Buy Girl Scout Cookies

Saturday I went to Wal-Mart and got a warm, fuzzy feeling watching an excited contingent of Girl Scouts and their mothers setting up a tent to sell Girl Scout cookies.
They were all smiling, greeting passersby and customers, while selling S’mores, Samoas, Thin Mints, Shortbread/Trefoils, Peanut Butter Patties/Tagalong, my personal favorite Do-si-dos/Peanut Butter Sandwich, and more.
Where does the money made by the cookie sales go? According to the official Girl Scout cookie program, 100% of the net profits, or about 65-75 percent of the cost of each box, stays in Hazlehurst.
In 1917, five years after Juliette Gordon Low started Girl Scouts in the U.S., a troop in Muskogee, Okla., baked cookies at home under the guidance of their mothers and sold them in its high school cafeteria as a service project.
A few years later, Girl Scouts across the U.S. were baking cookies at home using a standardize recipe and selling them door-to-door.
The tradition continued into the 1930s and, in 1935, the Girl Scout Federation of Greater New York became the first Girl Scouts to raise money with commercially baked cookies.
During World War II, sugar, flour and butter shortages put a halt to the sales but, after the war, the sales increased and 29 bakers were licensed to bake the Girl Scout cookies.
It was in the 1950s that the cookie sales added new recipes. There were three varieties: Sandwich, Shortbread and Chocolate Mints, now known as Thin Mints.
As the variety of cookies grew, so did the sales and the number of licensed bakers expanded greatly, as did the variety of box designs.
In 2016, to celebrate the 100th anniversary of Girl Scouts selling cookies, Girl Scouts took the stage at the Academy Awards to sell cookies to Hollywood stars.
The money raised by Girl Scout cookie sales has been used in local communities to help shape the lives of young girls and prepare them for bright, productive futures.

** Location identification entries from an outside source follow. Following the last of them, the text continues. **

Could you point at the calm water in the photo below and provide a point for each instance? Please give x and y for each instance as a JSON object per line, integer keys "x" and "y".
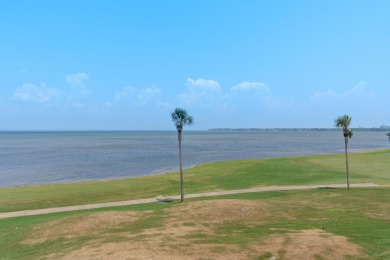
{"x": 29, "y": 158}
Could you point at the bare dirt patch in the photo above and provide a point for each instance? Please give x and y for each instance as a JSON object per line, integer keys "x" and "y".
{"x": 71, "y": 227}
{"x": 218, "y": 211}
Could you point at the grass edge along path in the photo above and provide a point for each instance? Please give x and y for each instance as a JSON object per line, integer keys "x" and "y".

Of course, all is not rosy. The introduction of the Internet into our world has given dark, sinister people a voice. In 2012, Fox News reprinted an opinion piece attacking the Girl Scouts for partnering with Planned Parenthood. What the Girl Scouts did was work with various YMCAs, a number of church communities and, yes, Planned Parenthood to bring information-based sex education programs to girls.

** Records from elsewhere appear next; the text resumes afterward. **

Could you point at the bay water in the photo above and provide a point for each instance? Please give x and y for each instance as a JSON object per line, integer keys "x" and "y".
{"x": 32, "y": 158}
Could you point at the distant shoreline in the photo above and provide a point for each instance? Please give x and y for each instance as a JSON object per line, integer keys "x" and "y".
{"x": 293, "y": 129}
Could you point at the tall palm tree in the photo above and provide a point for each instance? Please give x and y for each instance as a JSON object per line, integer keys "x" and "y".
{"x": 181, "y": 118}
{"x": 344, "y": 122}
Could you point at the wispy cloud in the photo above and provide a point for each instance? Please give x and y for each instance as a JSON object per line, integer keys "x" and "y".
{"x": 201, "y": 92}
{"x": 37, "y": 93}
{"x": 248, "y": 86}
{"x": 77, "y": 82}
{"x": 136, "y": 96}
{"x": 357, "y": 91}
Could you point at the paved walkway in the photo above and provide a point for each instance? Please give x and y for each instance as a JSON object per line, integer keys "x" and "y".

But conservative bloviators picked up on the opinion piece and sinisterly morphed it into the claim that proceeds from the sale of Girl Scout cookies go to fund Planned Parenthood.
The vile claim went viral during 2015 and 2016 leading some people to refuse to buy Girl Scout cookies. I can understand the thinking of opponents of Planned Parenthood and respect their views. But why drag the Girl Scouts into such a mess?